Guardada em uma gaveta, dentro de um antigo diário, descobri uma carta de amor.
O moço estava saudoso porque eu viajara para Santana do Livramento, para passar o Carnaval em família, no clube da cidade, do qual meus tios eram sócios. Era período de férias.
Meus tios tinham nos convidado para passar uns dias com eles.
O moço não quis viajar comigo e depois se arrependeu.
A carta falava de amor, de saudade, de planos para o futuro.Era delicada, gentil, ao mesmo tempo, cheia de lamentações e receios. Era a primeira vez que nos separávamos.
Desde que nos conhecemos ,em tempos idos, o moço ia me buscar em casa, todos os dias, para irmos para a faculdade. Além disso, me levava para o curso de Inglês e frequentava minha casa com assiduidade e com a permissão de meus pais.
Então, a carta era uma poesia, uma ternura só. As palavras de carinho que continha, as juras de amor, as breves lembranças de momentos especiais, tudo era retratado com encantamento.
As palavras utilizadas nessa carta, não são mais do conhecimento de nossa juventude.
Ao reler as frases elaboradas com cuidado, e ao perceber os sonhos a se revelarem ,bem como, a expectativa de uma vida em comum, o pensamento se transportou para lugares distantes, para os verdes campos.E para os açudes tranquilos com brancas garças  sobrevoando e pousando nas margens, embelezando a paisagem.
Na carta, o moço queria saber de mim se eu estava com saudades, se queria encontrá-lo logo, se eu não estava ansiosa para lhe dar um abraço e um caloroso beijo.

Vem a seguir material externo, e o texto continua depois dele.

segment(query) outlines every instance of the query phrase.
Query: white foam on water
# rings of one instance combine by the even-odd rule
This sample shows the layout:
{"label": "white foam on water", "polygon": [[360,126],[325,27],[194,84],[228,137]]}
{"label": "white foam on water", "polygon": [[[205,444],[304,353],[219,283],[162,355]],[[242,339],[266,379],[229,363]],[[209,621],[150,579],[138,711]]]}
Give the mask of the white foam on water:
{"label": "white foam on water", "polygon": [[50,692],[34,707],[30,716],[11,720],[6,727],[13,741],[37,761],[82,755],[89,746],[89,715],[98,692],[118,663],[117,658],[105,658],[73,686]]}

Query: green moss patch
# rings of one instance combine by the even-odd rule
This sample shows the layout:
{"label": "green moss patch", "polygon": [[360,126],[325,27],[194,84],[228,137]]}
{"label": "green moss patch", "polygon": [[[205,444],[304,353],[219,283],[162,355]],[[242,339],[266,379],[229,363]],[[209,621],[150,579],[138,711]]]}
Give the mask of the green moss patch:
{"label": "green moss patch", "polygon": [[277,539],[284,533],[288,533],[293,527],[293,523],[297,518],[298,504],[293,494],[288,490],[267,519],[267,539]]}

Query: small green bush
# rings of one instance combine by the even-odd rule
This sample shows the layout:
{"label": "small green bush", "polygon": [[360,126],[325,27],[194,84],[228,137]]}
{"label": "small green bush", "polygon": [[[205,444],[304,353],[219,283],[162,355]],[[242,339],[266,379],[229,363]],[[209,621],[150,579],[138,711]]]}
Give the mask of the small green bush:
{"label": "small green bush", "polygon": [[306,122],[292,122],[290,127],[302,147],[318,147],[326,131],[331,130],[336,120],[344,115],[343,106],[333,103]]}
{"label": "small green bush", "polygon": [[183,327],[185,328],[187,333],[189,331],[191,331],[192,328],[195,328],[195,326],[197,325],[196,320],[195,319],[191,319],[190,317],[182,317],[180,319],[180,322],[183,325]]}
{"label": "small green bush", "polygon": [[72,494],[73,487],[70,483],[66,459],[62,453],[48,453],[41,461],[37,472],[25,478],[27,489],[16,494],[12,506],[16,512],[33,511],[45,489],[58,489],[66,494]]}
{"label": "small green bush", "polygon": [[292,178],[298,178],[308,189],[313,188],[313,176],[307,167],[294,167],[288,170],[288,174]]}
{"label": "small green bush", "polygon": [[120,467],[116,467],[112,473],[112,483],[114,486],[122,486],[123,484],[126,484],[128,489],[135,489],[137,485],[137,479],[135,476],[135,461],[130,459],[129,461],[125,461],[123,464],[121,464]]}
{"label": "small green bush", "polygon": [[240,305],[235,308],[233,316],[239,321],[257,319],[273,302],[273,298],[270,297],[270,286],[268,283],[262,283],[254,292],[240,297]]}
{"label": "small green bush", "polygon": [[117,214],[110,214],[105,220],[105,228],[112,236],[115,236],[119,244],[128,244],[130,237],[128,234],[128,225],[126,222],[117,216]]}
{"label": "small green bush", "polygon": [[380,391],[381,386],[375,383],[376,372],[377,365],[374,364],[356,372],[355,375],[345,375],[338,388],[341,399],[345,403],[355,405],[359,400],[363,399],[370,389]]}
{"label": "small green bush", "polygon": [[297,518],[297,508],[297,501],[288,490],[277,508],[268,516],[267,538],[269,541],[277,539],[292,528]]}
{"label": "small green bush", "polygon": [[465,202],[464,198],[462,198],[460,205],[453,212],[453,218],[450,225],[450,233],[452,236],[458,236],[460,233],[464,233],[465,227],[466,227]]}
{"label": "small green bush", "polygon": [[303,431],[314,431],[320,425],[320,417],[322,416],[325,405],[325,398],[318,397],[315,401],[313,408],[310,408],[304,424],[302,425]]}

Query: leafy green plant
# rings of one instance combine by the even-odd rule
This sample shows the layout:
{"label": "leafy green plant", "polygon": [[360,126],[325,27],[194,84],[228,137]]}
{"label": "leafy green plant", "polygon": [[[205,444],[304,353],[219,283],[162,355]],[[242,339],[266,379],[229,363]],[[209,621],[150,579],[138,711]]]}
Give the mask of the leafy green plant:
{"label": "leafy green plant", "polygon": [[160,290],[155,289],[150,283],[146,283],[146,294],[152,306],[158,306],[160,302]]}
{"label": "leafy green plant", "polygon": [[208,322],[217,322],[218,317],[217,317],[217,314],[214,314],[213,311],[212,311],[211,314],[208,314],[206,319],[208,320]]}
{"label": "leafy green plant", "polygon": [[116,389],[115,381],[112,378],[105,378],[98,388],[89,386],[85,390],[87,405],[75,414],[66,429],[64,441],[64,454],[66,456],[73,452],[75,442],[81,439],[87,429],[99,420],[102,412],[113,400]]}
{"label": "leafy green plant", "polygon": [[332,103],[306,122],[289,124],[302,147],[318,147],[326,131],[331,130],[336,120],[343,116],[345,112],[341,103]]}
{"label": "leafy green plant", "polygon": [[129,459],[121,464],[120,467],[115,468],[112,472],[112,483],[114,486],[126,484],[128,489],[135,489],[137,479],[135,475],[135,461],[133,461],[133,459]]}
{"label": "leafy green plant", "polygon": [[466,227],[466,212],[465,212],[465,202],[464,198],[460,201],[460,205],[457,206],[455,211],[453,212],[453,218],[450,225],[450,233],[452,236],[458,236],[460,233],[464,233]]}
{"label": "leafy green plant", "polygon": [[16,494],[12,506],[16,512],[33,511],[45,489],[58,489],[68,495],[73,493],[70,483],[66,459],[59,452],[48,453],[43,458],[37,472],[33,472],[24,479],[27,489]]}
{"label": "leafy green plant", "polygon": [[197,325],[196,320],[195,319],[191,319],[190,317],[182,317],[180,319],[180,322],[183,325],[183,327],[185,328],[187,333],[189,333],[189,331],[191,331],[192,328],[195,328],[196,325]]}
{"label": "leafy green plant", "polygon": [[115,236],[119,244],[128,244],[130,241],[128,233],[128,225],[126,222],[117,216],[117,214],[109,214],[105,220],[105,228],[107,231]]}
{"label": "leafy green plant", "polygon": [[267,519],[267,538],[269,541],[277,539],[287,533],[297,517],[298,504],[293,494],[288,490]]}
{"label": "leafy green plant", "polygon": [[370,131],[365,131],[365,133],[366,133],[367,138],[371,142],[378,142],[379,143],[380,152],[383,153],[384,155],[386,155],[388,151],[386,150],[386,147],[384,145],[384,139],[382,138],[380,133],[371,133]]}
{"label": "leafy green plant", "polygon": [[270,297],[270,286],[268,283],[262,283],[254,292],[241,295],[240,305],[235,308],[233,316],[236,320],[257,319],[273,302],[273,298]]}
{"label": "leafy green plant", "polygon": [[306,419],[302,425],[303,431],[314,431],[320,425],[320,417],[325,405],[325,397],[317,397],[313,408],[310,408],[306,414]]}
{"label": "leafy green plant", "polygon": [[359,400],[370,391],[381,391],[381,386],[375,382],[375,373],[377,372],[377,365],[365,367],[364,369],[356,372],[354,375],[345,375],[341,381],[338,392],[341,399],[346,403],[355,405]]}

A carta estava amarelada, o papel tinha afinado, e se tornara quase transparente. A tinta estava enfraquecida e já havia dificuldade para ler alguns trechos. 

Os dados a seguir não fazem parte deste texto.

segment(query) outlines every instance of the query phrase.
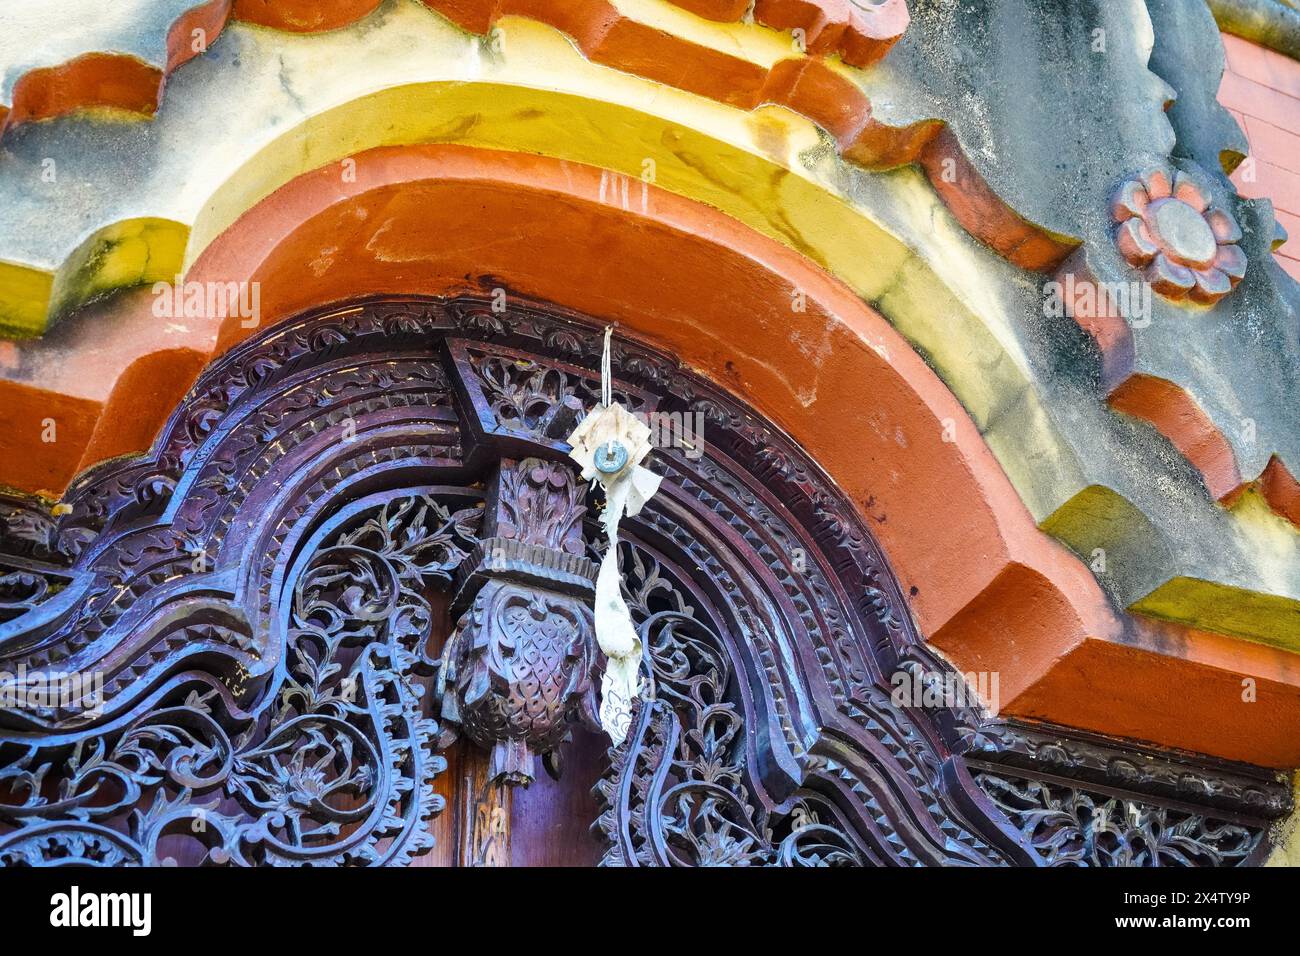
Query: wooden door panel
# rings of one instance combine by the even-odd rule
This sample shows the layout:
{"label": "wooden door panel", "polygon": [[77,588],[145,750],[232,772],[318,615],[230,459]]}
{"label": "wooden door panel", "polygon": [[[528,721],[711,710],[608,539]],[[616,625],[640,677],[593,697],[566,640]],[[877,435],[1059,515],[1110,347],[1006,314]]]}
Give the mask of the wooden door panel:
{"label": "wooden door panel", "polygon": [[599,501],[563,443],[601,339],[513,299],[322,310],[223,356],[58,513],[0,501],[0,672],[99,680],[0,708],[0,865],[455,865],[480,818],[515,865],[1267,850],[1270,771],[931,700],[965,685],[816,462],[628,340],[615,396],[690,440],[620,530],[646,689],[609,755]]}

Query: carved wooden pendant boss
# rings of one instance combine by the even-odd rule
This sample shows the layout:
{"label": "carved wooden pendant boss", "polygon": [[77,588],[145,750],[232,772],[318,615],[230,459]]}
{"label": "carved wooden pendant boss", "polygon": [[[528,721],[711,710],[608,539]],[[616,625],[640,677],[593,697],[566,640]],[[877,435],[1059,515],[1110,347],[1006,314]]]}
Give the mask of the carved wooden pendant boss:
{"label": "carved wooden pendant boss", "polygon": [[491,751],[488,777],[533,779],[579,715],[595,713],[591,599],[584,557],[585,488],[541,458],[503,459],[491,480],[483,538],[452,602],[460,623],[443,652],[443,743],[460,727]]}
{"label": "carved wooden pendant boss", "polygon": [[[158,864],[183,834],[186,862],[400,865],[432,845],[458,737],[498,785],[560,773],[597,722],[605,537],[564,437],[600,345],[474,298],[305,316],[63,513],[6,501],[10,691],[98,680],[0,711],[0,863]],[[613,369],[625,409],[698,413],[707,442],[656,449],[662,486],[619,529],[643,657],[598,786],[605,863],[1259,858],[1289,809],[1268,772],[895,703],[900,670],[949,671],[849,503],[670,358],[616,340]]]}

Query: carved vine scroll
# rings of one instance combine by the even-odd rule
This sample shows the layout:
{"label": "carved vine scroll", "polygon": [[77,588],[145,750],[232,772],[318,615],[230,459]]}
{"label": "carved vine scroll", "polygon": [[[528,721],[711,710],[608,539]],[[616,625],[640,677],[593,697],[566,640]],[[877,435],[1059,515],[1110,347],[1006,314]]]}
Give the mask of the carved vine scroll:
{"label": "carved vine scroll", "polygon": [[[431,843],[455,736],[495,755],[459,855],[508,859],[501,785],[557,771],[591,715],[603,538],[562,438],[600,345],[472,297],[305,315],[58,514],[3,502],[0,863],[400,865]],[[600,784],[606,864],[1266,849],[1290,808],[1266,771],[895,703],[892,675],[950,671],[851,506],[670,358],[616,341],[613,364],[626,407],[702,432],[656,450],[664,484],[620,529],[646,692]]]}
{"label": "carved vine scroll", "polygon": [[445,761],[415,681],[430,664],[420,590],[449,578],[481,512],[428,493],[364,504],[292,572],[275,693],[241,700],[244,670],[183,674],[103,731],[28,738],[0,777],[22,796],[4,815],[24,824],[0,860],[164,864],[181,842],[169,837],[239,865],[403,863],[427,849]]}

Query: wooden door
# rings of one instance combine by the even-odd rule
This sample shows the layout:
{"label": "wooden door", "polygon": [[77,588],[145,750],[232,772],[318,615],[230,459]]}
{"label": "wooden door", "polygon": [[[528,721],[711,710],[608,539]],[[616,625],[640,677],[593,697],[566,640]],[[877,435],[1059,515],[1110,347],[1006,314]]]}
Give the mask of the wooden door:
{"label": "wooden door", "polygon": [[[25,675],[0,708],[0,865],[1264,852],[1290,807],[1268,771],[943,693],[965,685],[816,463],[619,340],[615,396],[670,440],[620,530],[644,691],[611,748],[600,502],[563,442],[599,399],[600,343],[544,304],[311,313],[221,358],[149,453],[57,513],[0,502],[0,673]],[[94,680],[65,694],[60,674]]]}

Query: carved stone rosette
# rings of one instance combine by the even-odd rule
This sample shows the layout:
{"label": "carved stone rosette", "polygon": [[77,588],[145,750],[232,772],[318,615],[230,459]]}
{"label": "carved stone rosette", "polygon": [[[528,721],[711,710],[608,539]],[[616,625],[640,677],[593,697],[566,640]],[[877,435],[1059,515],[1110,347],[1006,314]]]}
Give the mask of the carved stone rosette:
{"label": "carved stone rosette", "polygon": [[1186,171],[1155,167],[1125,182],[1111,215],[1120,253],[1167,298],[1213,305],[1246,274],[1241,227]]}
{"label": "carved stone rosette", "polygon": [[491,751],[490,783],[530,783],[535,756],[558,773],[570,723],[594,712],[583,499],[565,465],[503,460],[484,537],[462,567],[438,680],[444,741],[459,728]]}

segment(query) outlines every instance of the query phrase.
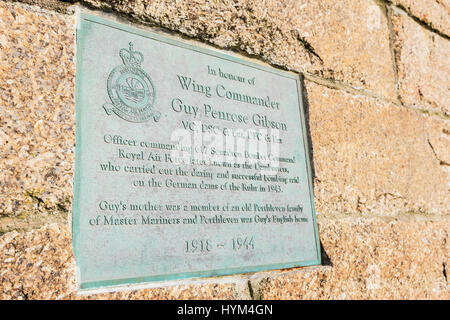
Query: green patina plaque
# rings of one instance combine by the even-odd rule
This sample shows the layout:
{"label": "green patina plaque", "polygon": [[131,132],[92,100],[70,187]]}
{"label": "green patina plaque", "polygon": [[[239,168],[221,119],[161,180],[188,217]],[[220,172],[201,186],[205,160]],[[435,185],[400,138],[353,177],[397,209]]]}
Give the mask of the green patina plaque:
{"label": "green patina plaque", "polygon": [[320,264],[300,78],[80,13],[79,290]]}

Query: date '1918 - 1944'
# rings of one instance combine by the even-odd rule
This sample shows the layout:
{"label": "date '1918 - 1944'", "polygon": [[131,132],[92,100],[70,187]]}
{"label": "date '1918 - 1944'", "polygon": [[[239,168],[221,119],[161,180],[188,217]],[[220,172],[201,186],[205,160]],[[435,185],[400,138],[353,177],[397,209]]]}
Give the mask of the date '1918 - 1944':
{"label": "date '1918 - 1944'", "polygon": [[[186,253],[208,253],[215,248],[225,248],[227,246],[227,243],[213,243],[210,239],[186,240],[184,244]],[[230,244],[233,250],[255,249],[255,239],[253,236],[232,238]]]}

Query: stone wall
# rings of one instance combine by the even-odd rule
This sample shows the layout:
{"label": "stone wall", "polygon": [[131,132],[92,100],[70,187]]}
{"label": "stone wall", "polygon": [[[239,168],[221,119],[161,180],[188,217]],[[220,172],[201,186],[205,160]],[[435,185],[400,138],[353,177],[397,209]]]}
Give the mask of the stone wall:
{"label": "stone wall", "polygon": [[[80,6],[303,76],[323,266],[76,293]],[[0,2],[0,299],[449,299],[449,16],[447,0]]]}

Uma folha seca ,entre as páginas, estava inteira ,mas perdera a cor.
Ao ler um trecho com grande apelo e declarações de amor, derramei algumas lágrimas sobre a carta. Inesperadamente, o papel se rompeu quando fui secar a umidade. A carta ficou com um furo grande no meio. Mas, nem por isso, vou dela me desfazer.
A carta é minha memória materializada, onde um certo moço, meu eleito, se revela um poeta, um'' gentleman'' perfeito, irretocável. 
Como está guardada desde os tempos de minha juventude, essa carta foi escrita num passado remoto. 
A letra é desenhada, a caligrafia perfeita e o capricho indubitável.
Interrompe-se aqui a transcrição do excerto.